No other sure foundation can be devised, for the preservation of
freedom and happiness."

If Jefferson linked together education, freedom of
thought, universities and national independence what can we say about
our own political leaders? This last budget cut billions of dollars
from California's formerly world renowned higher education
system -- striking many of the most productive programs of the community
colleges, cutting back access to the CSU, and cutting into the
educational and research missions of the UC. As damaging as this
year's cuts are, they only accelerate California's two decade
de-emphasis on higher education. For the state government has been
consistently demanding of its colleges that they educate more students
than the state funds and that they raise tuition to the point that
increasing numbers of students cannot afford either of the university
systems. And those who do must take longer and longer to graduate
because of the jobs they take to meet the added financial burdens they
face. Looked at together, these cuts attack one of the fundamental
premises of democratic and public education -- its role in providing
opportunities for all citizens and its role in providing all citizens
the tools and knowledge not only to function as workers but to take
part in the governance and self-governance of society.

But more is at risk than higher education. The recent
budget all but ensures that elementary class sizes will increase, that
the ability of teachers to nurture curiosity and cultivate basic
skills of reading, writing, mathematics, history, and the natural
world will decrease, and that rather than developing a more
knowledgeable, more critical, more imaginative future citizenry, we
will train students to focus narrowly on pre-formed rote answers.
California drew businesses and companies, drew artists and
entrepreneurs, drew innovators and engineers because it offered a
terrain of educated citizens working on an advanced and developed
infrastructure of schools, roads, services, and governments. All of
that is at stake -- and with it the economic future of California.

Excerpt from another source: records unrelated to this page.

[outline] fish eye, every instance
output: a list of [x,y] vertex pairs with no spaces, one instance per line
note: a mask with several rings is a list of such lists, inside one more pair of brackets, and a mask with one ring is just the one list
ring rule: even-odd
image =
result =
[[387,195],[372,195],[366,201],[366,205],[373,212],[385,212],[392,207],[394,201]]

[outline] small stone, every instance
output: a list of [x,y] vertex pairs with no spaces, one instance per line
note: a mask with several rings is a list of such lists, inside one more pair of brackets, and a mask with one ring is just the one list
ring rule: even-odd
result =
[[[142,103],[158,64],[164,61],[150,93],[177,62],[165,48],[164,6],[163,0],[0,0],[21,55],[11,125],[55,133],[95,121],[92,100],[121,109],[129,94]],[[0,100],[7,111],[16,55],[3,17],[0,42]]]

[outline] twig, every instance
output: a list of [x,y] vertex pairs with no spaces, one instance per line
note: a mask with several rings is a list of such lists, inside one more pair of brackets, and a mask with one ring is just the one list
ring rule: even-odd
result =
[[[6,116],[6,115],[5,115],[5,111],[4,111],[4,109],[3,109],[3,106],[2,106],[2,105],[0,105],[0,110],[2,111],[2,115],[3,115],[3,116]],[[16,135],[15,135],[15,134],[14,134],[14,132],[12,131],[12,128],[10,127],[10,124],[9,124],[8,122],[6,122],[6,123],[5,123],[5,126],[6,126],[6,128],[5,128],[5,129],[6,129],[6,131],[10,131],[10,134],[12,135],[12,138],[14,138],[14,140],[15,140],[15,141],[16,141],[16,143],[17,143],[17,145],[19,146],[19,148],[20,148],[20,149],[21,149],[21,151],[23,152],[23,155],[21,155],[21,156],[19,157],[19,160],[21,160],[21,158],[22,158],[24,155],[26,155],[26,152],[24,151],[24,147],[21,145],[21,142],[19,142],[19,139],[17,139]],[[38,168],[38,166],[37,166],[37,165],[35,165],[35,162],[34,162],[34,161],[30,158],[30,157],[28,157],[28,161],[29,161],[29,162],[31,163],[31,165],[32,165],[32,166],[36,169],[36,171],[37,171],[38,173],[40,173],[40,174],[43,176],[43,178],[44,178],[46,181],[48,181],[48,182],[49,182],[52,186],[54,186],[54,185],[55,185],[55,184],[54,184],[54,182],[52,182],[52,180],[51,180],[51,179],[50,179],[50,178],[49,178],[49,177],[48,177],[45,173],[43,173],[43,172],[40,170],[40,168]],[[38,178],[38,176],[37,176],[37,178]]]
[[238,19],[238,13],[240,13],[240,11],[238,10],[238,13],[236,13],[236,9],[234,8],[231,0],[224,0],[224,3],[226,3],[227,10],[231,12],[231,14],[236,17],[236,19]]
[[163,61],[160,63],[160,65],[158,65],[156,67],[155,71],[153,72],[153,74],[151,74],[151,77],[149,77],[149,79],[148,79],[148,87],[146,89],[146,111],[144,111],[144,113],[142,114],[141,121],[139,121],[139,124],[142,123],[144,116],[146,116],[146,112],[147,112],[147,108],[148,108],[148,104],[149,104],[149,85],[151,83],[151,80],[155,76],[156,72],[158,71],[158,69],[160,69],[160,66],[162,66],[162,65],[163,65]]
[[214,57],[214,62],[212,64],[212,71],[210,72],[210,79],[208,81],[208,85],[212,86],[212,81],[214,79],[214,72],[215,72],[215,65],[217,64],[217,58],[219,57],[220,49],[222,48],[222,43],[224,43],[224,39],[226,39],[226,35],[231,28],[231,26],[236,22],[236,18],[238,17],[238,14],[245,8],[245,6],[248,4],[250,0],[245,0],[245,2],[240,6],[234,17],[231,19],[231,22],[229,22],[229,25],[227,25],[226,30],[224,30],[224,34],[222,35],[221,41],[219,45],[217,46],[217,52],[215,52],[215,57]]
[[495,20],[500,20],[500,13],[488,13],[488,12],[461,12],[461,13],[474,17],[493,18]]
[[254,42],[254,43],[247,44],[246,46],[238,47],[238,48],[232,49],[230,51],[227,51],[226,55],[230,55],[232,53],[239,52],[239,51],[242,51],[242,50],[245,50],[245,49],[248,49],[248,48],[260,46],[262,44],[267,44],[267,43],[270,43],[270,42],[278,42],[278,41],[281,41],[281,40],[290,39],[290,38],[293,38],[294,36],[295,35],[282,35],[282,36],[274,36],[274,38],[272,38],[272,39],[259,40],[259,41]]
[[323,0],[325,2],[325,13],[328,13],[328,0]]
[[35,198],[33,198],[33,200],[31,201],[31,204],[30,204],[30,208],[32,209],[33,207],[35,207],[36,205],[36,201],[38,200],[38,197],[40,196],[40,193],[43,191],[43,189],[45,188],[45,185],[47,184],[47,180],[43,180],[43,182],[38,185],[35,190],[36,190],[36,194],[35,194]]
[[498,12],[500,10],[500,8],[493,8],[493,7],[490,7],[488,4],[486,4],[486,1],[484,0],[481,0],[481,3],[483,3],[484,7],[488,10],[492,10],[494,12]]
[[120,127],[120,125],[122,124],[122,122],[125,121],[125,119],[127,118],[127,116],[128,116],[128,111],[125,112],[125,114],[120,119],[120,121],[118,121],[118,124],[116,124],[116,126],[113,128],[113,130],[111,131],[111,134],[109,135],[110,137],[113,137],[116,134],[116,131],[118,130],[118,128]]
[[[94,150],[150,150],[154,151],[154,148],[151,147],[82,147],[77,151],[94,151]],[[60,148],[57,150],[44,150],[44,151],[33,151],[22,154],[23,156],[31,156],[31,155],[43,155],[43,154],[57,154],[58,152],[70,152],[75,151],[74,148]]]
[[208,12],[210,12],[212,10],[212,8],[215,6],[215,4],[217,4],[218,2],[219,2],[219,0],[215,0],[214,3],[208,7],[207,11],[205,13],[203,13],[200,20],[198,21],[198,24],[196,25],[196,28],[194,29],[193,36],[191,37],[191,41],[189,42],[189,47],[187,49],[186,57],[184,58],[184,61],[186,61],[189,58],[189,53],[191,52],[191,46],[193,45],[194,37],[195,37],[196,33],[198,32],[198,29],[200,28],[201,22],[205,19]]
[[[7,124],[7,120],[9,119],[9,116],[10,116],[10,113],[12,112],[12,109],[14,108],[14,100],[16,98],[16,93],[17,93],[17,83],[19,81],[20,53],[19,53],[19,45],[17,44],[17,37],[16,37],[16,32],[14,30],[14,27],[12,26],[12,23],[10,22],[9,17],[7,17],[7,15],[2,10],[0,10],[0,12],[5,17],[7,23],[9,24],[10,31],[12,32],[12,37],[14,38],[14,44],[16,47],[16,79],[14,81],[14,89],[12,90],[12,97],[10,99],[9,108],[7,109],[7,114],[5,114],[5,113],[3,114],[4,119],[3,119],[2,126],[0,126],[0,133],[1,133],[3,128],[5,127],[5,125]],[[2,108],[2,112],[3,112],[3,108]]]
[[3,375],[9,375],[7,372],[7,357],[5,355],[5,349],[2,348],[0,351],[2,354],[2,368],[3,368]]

But beyond the specifics of the budget, this year's
political theater laid bare the hollowness at the heart of our
politics. From the Governor to the legislature, through the media and
the columnists, our hills have been alive with the sound of
double-speak. We are told that economically we must cut government
spending -- but economically that is anything but clear. Reducing
government spending at a time of recession promises only to prolong
the recession; economic theory and economic history both suggest that
government spending should be increased, not decreased, during a
recession, to make up for reduced consumer and business spending.
This budget isn't about economics, though, it's about politics--an
effort to use a dysfunctional budget process to achieve political ends
(weaken environmental regulations, attack certain unions, further
reduce the funds and autonomy of local governments and school boards)
that could not be won openly in an election. And despite the rhetoric
of shared sacrifice there is little of that in this budget--instead the
burdens will fall on the elderly, the young, the needy, the sick, and
the disabled. If there were shared sacrifice the Governor and his
allies and abettors would have acknowledged that we all need to chip
in -- with more taxes if need be. Instead we have chosen to take funds
from public employees and public functions--including police,
firefighters, paramedics, librarians, and teachers. And Governor
Schwarzenegger did it wielding his knife, smoking his cigar, and
smiling.

It was precisely this sort of viciousness that Jefferson
hoped a republican education could eliminate. He feared that without
it we would lose sight of our common life and shared needs. He wrote
his own epitaph. What epitaph will we write?